Better than any national park

Saturday, May 25th, 2019

Jared Diamond is clearly liberal, but not orthodox:

There are also corporate interests because I’m on the board of directors for the World Wildlife Fund and I was on the board of Conservation International, and on our boards are leaders of really big companies like Walmart and Coca-Cola are their heads, their CEOs, have been on our boards.

I see that corporations, big corporations, while some of them do horrible things, some of them also are doing wonderful things which don’t make the front page. When there was the Exxon Valdez spill off Alaska, you can bet that made the front page. When Chevron was managing its oil field in Papua New Guinea in a utterly rigorous way, better than any national park I’ve ever been in, that certainly did not make the front page because it wasn’t a good picture.


  1. Alrenous says:

    Naturally. Journalists are terrible people who hate to say anything nice about anyone.

  2. Albion says:

    The old adage ‘If it bleeds, it leads’ still applies to a lot of journalism, and not just bodies. It is a given that only drama sells newspapers, and if you can see fault (or rather, be told of faults) you can become a journalist.

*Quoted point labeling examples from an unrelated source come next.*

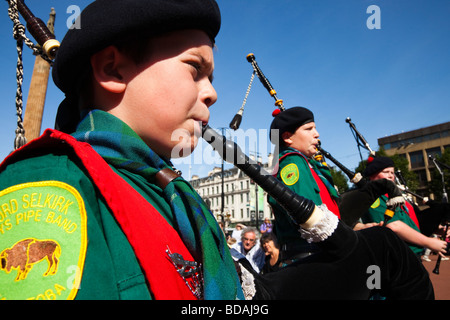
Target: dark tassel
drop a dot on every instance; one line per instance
(236, 122)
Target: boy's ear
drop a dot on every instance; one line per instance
(108, 66)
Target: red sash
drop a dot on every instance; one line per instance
(323, 191)
(149, 234)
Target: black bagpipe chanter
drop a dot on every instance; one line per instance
(341, 265)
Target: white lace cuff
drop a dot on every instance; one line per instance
(248, 283)
(323, 228)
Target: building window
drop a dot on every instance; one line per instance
(422, 177)
(433, 152)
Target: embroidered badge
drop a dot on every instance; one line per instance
(42, 241)
(289, 174)
(376, 204)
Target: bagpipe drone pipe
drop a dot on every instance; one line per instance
(341, 268)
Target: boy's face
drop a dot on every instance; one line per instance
(304, 139)
(386, 173)
(167, 99)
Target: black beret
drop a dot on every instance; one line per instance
(376, 165)
(104, 22)
(290, 119)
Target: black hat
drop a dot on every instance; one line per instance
(290, 119)
(104, 22)
(376, 164)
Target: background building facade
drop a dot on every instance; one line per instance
(236, 199)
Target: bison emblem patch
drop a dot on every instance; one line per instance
(42, 241)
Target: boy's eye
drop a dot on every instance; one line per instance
(197, 67)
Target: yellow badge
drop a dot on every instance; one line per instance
(289, 174)
(42, 241)
(375, 204)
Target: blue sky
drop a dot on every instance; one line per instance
(318, 54)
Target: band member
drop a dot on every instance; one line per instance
(117, 221)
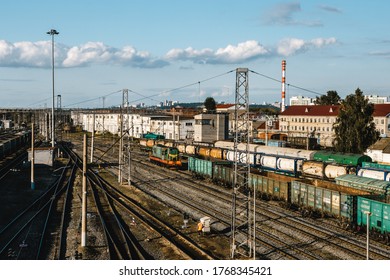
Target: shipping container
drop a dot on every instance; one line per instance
(325, 200)
(273, 188)
(204, 168)
(342, 158)
(379, 214)
(374, 186)
(374, 165)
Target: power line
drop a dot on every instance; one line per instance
(157, 94)
(93, 99)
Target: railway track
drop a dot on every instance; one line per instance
(326, 241)
(321, 239)
(27, 235)
(122, 243)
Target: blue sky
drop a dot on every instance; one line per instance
(156, 48)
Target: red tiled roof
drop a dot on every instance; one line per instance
(224, 106)
(311, 110)
(380, 110)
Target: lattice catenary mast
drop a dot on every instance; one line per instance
(243, 219)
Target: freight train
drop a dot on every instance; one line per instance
(346, 200)
(165, 156)
(288, 161)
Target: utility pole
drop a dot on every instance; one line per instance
(32, 157)
(52, 32)
(243, 224)
(93, 136)
(120, 148)
(84, 196)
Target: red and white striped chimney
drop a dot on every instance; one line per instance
(283, 107)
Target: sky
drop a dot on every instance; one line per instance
(187, 51)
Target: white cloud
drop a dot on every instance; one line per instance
(38, 54)
(291, 46)
(245, 51)
(283, 14)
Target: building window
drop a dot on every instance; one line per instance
(203, 122)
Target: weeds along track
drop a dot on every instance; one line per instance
(115, 208)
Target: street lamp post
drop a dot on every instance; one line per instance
(52, 32)
(368, 213)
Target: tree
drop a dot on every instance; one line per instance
(210, 104)
(354, 127)
(331, 98)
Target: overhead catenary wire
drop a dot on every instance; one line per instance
(290, 85)
(154, 95)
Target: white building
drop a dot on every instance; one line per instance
(301, 100)
(137, 124)
(211, 127)
(375, 99)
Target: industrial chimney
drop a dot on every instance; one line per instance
(283, 85)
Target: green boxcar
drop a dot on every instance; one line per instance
(272, 187)
(204, 168)
(375, 165)
(326, 200)
(380, 214)
(200, 167)
(223, 175)
(341, 158)
(374, 186)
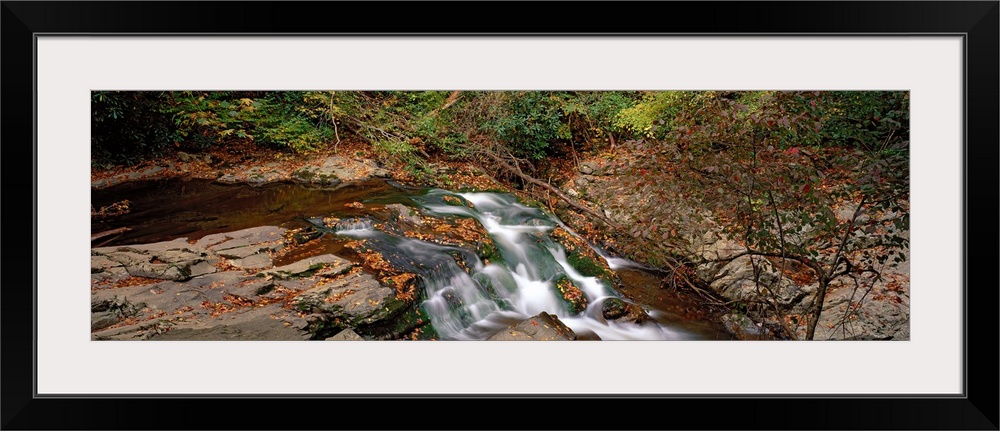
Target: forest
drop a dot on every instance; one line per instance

    While many media organisations, in our age when information can be so easily obtained and so quickly, have become focused on opinion rather than facts (believing, sometimes wrongly, they are opinion-shapers and therefore ‘good’) the fact is all media needs shock and awe. There aren’t great stories in people being sensible and careful and even respectful of nature, at least according to the excitable people who now inhabit journalism.

    As for saying anything nice, that is always reserved for their political heroes, commercial press releases and of course, obituaries. From the latter you can see no bad person ever died.